Welcome back to The SaaS Playbook, a weekly rundown of the top articles, tactics, and thought leadership in B2B SaaS. Not a subscriber yet?


🦄 There’s been lots of analysis around what VC backed unicorns have in common, but not enough on startups that took venture but failed to take off. After all, you need a control group to help put those unicorn numbers in context. That’s what Ali Tamaseb (a partner at DCVC) spent the last couple years doing, gathering over 30k data points to see what truly separated big winners from the rest of the pack. He debunks some myths with his analysis, including that unicorns need to be led by technical founders (50.5% of unicorn founders were non-technical, similar to the control group) as well as the idea that unicorns should target whitespace opportunities (85% of unicorns had competition from Day 1).

🌡️ Powerful business narratives don’t just make the listener excited, they make you think. Eric Feng, Facebook’s VP of Commerce Innovations, shared how the best business stories can be broken down into 3 parts: framing (describing the business in a natural, almost obvious way), proximity (why the founder has a unique relationship with the problem they solve), and relatability (making it relevant). A great example he points to is home automation tool Nest. Their mission was to ”reinvent unloved home products to create simple, beautiful, thoughtful things”, a fantastic message because the framing makes their solution seem inevitable. Turns out it was, considering they got acquired by Google for 3.2b.


🏭  The Net Promoter Score (NPS) method for measuring customer satisfaction certainly has its flaws, but it’s hard to argue that a high NPS isn’t reflective of a well engineered product and support team. Entytle, a CRM for industrial OEMs, shared some tips on how they were able to get their score up to a 61 (stellar in NPS terms) during the middle of a pandemic. They emphasize delivering value quickly, which can be pretty hard for enterprise products with longer implementation times such as themselves. Their team cleverly battles this by giving users easy wins during onboarding, like teasers showing what a fully ramped up user looks like to build excitement, and keeping initial onboarding sessions light so they don't overwhelm.

🧐 The Product Coalition group had an interesting write up on why you should separate problems and solutions in your roadmaps. It sounds a bit counterintuitive, but meshing problems with solutions right off the bat assumes the next feature you build will solve your current problem. In reality, the best way to solve your problem might not be a new feature – it could be a change to an existing one or even deleting one altogether. Building a problem focused roadmap, where each of your teams works on a specific problem (manifested in the form on an OKR), and dedicating significant time to uncover and validate the problems which exist,  is their suggested solution.

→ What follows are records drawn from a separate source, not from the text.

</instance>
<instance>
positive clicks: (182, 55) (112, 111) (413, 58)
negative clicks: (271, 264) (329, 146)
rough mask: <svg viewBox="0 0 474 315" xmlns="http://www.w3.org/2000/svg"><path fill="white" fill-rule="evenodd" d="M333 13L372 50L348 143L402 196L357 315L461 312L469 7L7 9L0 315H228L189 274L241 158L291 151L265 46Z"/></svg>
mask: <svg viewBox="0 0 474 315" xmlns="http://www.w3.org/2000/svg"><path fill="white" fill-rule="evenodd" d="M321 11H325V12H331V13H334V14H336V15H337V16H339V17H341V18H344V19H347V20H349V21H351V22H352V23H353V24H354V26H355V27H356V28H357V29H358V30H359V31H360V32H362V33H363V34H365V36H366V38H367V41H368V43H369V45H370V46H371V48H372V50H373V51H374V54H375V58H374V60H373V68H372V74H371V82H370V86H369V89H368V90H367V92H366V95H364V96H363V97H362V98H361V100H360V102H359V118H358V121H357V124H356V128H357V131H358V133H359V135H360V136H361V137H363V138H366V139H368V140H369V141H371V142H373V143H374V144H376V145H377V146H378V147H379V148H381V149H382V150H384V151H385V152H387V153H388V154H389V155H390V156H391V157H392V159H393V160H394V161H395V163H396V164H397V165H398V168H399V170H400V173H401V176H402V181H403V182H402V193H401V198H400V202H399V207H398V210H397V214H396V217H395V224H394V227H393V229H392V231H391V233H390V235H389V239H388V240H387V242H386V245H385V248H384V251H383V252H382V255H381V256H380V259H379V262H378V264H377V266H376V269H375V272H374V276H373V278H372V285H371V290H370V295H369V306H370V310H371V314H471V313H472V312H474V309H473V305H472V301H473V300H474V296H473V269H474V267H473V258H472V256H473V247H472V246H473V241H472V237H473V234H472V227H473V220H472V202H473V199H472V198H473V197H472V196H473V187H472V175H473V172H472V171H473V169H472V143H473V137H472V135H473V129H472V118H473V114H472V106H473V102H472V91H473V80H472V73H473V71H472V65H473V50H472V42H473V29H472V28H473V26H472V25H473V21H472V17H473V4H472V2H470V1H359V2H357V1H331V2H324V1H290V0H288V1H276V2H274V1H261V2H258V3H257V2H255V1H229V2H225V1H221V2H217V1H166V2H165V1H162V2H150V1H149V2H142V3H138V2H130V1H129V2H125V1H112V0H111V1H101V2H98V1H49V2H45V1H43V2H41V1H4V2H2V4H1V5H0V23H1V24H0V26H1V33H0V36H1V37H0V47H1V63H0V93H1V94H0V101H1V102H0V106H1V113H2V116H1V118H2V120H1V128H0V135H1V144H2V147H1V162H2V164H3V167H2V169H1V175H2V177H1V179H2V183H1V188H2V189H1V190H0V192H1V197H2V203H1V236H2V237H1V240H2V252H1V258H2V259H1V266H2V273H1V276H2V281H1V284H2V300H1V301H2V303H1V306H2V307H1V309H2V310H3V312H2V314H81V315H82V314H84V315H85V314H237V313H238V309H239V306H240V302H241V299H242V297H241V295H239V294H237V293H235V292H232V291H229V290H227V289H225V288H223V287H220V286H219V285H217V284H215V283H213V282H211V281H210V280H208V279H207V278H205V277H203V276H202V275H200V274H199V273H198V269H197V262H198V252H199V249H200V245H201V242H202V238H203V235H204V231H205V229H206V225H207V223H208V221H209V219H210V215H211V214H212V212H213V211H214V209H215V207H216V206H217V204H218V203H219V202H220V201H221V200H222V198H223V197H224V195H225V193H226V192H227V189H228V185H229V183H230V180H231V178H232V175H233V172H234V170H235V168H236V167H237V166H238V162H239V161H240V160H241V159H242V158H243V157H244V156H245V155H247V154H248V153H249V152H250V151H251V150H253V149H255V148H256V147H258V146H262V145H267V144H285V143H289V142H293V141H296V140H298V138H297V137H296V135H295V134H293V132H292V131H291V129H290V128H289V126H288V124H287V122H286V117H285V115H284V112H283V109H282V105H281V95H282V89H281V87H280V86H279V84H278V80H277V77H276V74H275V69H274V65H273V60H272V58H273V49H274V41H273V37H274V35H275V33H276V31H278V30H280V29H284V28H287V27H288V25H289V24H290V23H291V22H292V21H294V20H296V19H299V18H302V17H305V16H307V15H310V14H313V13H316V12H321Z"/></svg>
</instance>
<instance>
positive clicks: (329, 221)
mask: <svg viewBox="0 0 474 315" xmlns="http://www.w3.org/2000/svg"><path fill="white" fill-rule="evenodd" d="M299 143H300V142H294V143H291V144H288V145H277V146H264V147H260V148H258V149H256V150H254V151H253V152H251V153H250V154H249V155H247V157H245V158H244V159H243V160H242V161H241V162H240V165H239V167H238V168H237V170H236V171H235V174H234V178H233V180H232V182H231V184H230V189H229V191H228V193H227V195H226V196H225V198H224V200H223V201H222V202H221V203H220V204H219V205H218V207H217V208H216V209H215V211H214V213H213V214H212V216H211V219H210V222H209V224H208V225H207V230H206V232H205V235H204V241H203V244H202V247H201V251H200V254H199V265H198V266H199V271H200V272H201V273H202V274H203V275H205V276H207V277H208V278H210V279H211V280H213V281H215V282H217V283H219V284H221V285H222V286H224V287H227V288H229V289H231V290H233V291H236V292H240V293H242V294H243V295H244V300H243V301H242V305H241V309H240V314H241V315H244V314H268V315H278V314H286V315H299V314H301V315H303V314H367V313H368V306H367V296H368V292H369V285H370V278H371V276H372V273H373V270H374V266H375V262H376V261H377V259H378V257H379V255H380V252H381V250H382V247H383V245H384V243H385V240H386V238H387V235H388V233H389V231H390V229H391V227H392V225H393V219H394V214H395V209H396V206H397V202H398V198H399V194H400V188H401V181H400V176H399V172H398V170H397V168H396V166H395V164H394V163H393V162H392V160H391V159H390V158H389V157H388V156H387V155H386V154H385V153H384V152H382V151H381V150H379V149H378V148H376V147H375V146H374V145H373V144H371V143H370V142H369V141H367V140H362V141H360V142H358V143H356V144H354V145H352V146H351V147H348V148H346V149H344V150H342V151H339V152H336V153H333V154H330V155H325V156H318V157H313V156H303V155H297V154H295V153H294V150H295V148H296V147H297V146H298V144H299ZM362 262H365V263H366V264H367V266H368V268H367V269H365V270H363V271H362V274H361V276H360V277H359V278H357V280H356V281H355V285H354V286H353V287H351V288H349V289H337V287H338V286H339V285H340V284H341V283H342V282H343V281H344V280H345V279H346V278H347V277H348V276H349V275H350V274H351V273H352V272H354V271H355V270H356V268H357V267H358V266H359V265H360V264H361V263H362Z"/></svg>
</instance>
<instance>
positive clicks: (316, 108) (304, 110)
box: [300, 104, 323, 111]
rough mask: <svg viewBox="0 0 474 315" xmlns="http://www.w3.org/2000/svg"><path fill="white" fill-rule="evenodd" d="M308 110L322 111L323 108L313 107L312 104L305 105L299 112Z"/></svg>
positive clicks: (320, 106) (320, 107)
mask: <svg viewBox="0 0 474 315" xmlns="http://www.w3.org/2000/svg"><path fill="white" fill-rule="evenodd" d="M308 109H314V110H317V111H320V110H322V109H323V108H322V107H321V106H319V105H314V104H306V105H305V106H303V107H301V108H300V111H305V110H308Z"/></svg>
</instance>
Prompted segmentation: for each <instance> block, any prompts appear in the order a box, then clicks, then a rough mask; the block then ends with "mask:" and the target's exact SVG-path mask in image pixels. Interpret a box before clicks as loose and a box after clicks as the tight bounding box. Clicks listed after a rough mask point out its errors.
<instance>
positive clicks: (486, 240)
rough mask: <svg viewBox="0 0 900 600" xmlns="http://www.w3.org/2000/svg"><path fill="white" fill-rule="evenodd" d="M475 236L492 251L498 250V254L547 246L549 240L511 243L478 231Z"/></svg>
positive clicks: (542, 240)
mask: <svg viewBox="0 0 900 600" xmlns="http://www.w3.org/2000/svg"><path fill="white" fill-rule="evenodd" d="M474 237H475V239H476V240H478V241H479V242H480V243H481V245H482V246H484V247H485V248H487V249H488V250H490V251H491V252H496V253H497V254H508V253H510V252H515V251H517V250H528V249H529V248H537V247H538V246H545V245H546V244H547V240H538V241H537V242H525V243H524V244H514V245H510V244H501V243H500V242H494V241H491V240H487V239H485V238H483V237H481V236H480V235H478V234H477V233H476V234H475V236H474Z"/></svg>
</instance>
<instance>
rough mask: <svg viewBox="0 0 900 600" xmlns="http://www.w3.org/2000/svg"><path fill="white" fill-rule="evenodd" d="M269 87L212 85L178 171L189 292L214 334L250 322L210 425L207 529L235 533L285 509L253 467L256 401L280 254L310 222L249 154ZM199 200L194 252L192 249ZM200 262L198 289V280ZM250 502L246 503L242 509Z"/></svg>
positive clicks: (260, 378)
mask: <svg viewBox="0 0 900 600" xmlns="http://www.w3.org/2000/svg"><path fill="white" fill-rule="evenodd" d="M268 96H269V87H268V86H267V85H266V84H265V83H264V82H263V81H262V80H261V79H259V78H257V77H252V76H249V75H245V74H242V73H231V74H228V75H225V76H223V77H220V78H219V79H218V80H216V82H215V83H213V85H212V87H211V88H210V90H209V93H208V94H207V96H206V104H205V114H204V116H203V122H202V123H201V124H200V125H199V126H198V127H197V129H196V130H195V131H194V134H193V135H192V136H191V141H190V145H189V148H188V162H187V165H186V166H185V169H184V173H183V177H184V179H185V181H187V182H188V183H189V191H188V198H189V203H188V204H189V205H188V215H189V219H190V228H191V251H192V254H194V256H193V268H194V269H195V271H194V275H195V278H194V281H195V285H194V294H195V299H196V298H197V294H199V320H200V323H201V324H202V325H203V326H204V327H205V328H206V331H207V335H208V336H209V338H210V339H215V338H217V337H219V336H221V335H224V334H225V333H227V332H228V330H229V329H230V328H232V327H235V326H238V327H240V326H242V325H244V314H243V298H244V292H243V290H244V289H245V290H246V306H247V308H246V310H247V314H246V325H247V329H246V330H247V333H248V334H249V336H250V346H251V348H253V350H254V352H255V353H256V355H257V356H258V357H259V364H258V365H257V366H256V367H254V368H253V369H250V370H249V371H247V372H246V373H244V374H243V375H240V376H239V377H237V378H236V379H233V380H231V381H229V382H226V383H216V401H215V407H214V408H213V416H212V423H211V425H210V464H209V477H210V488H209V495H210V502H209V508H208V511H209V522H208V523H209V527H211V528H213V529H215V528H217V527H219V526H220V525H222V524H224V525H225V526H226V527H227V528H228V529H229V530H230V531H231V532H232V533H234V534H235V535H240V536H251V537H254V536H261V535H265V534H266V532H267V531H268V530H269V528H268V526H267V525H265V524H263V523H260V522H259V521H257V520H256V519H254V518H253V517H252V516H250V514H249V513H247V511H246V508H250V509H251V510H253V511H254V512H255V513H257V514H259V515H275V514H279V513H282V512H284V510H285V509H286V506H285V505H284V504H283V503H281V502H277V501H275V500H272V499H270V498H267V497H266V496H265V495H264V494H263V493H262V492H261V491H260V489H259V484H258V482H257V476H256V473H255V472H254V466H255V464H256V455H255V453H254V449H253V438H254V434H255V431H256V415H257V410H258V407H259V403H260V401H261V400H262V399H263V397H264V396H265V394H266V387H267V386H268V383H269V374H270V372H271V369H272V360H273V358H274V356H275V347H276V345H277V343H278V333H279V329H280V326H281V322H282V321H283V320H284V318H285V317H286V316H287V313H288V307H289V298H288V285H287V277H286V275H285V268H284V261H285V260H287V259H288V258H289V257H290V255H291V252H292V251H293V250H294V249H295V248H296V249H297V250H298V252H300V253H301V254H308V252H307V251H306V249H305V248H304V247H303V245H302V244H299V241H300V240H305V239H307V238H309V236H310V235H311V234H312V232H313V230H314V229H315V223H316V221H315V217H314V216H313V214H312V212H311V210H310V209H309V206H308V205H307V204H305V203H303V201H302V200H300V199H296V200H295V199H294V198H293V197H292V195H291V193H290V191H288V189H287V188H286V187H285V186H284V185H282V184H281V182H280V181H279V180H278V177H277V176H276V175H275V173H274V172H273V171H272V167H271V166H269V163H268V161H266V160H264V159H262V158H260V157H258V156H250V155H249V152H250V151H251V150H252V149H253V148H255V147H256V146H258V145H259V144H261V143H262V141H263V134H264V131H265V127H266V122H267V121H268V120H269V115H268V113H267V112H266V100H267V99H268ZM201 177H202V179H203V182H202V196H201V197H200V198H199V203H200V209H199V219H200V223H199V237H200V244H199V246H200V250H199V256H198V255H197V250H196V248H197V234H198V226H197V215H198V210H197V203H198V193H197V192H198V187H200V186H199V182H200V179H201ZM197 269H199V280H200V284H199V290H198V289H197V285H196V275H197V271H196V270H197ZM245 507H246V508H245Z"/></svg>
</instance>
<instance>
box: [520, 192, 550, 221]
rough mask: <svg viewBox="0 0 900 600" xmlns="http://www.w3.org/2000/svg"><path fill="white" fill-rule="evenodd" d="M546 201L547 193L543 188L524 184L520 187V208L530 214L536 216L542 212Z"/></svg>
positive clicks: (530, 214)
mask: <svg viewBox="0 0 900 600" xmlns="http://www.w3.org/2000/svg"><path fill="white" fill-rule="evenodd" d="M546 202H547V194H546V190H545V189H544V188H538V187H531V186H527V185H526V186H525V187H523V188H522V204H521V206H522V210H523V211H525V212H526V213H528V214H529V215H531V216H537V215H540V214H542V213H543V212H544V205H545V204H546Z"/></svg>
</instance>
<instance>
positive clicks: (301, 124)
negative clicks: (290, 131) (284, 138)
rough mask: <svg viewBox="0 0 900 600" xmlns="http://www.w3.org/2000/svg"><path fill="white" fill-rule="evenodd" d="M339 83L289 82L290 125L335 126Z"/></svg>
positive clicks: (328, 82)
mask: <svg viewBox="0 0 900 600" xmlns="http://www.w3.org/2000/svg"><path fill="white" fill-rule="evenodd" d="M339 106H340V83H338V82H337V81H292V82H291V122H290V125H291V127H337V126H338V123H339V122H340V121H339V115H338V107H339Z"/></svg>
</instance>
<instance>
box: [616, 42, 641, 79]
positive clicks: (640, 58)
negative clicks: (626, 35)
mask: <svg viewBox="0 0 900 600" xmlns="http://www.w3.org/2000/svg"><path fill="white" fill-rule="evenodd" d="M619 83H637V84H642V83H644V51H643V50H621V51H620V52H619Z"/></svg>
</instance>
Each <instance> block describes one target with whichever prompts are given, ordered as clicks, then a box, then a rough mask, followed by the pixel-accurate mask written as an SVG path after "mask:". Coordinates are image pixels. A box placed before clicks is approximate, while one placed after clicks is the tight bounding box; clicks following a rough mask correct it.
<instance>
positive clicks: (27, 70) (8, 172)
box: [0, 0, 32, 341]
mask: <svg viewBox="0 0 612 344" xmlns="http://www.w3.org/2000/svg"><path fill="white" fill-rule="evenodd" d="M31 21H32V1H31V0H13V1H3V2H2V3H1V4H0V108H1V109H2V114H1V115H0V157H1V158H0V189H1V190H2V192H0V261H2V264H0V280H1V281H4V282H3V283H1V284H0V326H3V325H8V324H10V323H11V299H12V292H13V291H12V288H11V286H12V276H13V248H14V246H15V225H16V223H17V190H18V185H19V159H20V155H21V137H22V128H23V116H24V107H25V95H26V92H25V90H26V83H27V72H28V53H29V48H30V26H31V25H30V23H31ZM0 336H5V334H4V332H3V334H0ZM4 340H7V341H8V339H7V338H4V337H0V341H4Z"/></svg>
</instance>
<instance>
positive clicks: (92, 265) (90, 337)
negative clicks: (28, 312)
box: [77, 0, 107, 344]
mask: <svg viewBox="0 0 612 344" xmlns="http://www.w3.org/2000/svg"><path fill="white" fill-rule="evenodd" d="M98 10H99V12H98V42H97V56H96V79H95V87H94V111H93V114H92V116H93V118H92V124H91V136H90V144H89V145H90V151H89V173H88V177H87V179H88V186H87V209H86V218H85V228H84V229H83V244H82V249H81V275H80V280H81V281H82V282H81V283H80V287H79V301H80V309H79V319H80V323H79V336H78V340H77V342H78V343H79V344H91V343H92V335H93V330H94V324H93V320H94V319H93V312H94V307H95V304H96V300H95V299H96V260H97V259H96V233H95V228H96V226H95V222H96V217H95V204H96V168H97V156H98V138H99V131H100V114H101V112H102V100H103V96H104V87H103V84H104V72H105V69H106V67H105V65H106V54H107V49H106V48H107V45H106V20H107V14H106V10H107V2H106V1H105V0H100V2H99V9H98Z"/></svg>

🧬 Operating software products is closer to a science than an art. Today, companies track and analyze their product data meticulously, with a proven book of formulas to guide their decision making. In Jacco Van Der Kooj’s The SaaS Sales Method, he explains why SaaS sales should be no different, and offers some literal blueprints for scaling out your sales function. There is a great outline of the SaaS methodology  Van Der Kooj covers in the book on his sales consulting site, Winning by Design, for those looking for a quicker read.